Partnering with the community is one element of the University of Delaware’s strategic vision, and the school’s dining services department is doing its part by encouraging select local foodservice operators to set up outposts on campus.
“We’ve had multiple partnerships with different restaurants in various ways,” says Amanda Steiner, vice president of operations for Aramark, which manages dining services on the Newark, Del., campus. Ole Tapas, which debuted on campus with a food truck, has migrated to a popup spot in a dining hall. La Casa, a nearby Italian eatery, takes over a station dining hall each week. And the Stomping Grounds coffee concept in the food court switched from a national brand to serving products from a popular nearby coffee shop/roaster, Little Goat.
More recently, the university carved out a physical space, dubbed Local Restaurant Row, as part of a student center remodeling project. Local restaurants can take over the space, typically for a month at a time, and serve curated versions of their menu. They have access to a shared kitchen with prep and production space and equipment. Students can pay with a meal swipe, points or credit.
Currently, the sole tenant of Local Restaurant Row is International Food Creations, which specializes in sushi, poke, ramen and other Asian specialties. The operator changes up the menu weekly to keep it interesting. Steiner says staffing shortages have temporarily prevented additional restaurants from setting up shop in the student center, but eventually the plan is to expand the lineup and regularly rotate different concepts through the space.
“We are really looking for partners who can create an experience different from one we already provide,” Steiner says. Typically that means authentic ethnic flavors, which can diversify dining services’ existing menus. “We’re also looking for partners with a good brand image that can meet our safety requirements and want to engage with the community at the university,” she adds.
In exchange for operating on campus, operators receive the proceeds from their sales, minus a commission, and exposure to potential new customers.
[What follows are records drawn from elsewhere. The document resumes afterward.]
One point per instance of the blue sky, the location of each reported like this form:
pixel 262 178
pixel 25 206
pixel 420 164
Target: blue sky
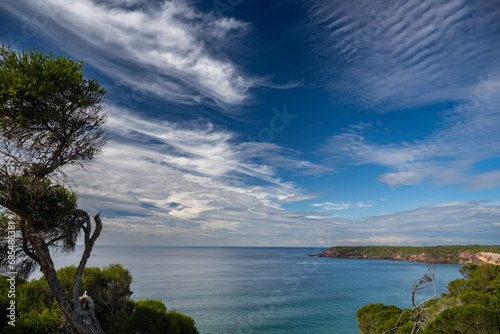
pixel 285 123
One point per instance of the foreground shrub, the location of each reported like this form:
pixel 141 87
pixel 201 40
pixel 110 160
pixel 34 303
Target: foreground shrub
pixel 38 313
pixel 468 319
Rent is free, so the risk of opening on campus is minimal. The university also provides marketing support for Local Restaurant Row tenants through dining services’ social media feed, point of sale promotions and articles in the campus news feed and the department’s monthly newsletter.
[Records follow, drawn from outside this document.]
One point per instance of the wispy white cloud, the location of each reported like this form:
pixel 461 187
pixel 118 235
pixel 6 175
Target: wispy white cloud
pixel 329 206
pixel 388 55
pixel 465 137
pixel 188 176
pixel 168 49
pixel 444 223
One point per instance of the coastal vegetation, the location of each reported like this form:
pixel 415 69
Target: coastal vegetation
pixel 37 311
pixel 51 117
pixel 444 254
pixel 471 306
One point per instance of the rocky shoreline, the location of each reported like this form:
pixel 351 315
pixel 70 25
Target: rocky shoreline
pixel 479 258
Having an on-campus presence also allows partners to build their brand’s loyalty with the students, faculty, staff and guests, Steiner adds.
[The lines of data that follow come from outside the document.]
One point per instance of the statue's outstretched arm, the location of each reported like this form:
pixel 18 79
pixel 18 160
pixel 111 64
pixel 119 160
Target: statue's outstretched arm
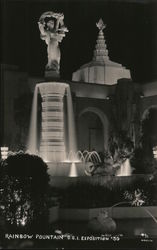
pixel 43 34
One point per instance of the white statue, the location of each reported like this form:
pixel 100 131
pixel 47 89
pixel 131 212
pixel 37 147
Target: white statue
pixel 52 30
Students have been involved in determining some of the local concepts that have become regular partners. Aramark has conducted student roundtable discussions and partnerships with campus groups also provide opportunities to share plans, solicit feedback and encourage engagement, Steiner says. Sales data from the local restaurant relationships has factored into decisions as well.
“Students said they wanted a diner concept, so we added that. They also wanted local authentic food and spaces that didn’t feel just like a dining hall, so we used that to create Local Restaurant Row,” she adds.
On the partner side, more restaurants have sought pop-up arrangements, so a pop-up stand was created to accommodate shorter stints.
Steiner says flexibility has been a key as the local dining partnerships have evolved. “If we bring in a partner that the students are just raving about, saying they never want it to go away, we look at how we can work it into the location in a way that doesn’t conflict with our own products,” she explains.
Little Goat coffee was a big hit and is one of the keepers. “They roast the beans and provide the coffee; the owner has trained our staff and worked through the recipes and created a blend just for us. That was definitely a concept that we determined needed a permanent space, which is Stomping Grounds.”
“We’ve seen a positive from creating that local community connection,” Steiner says.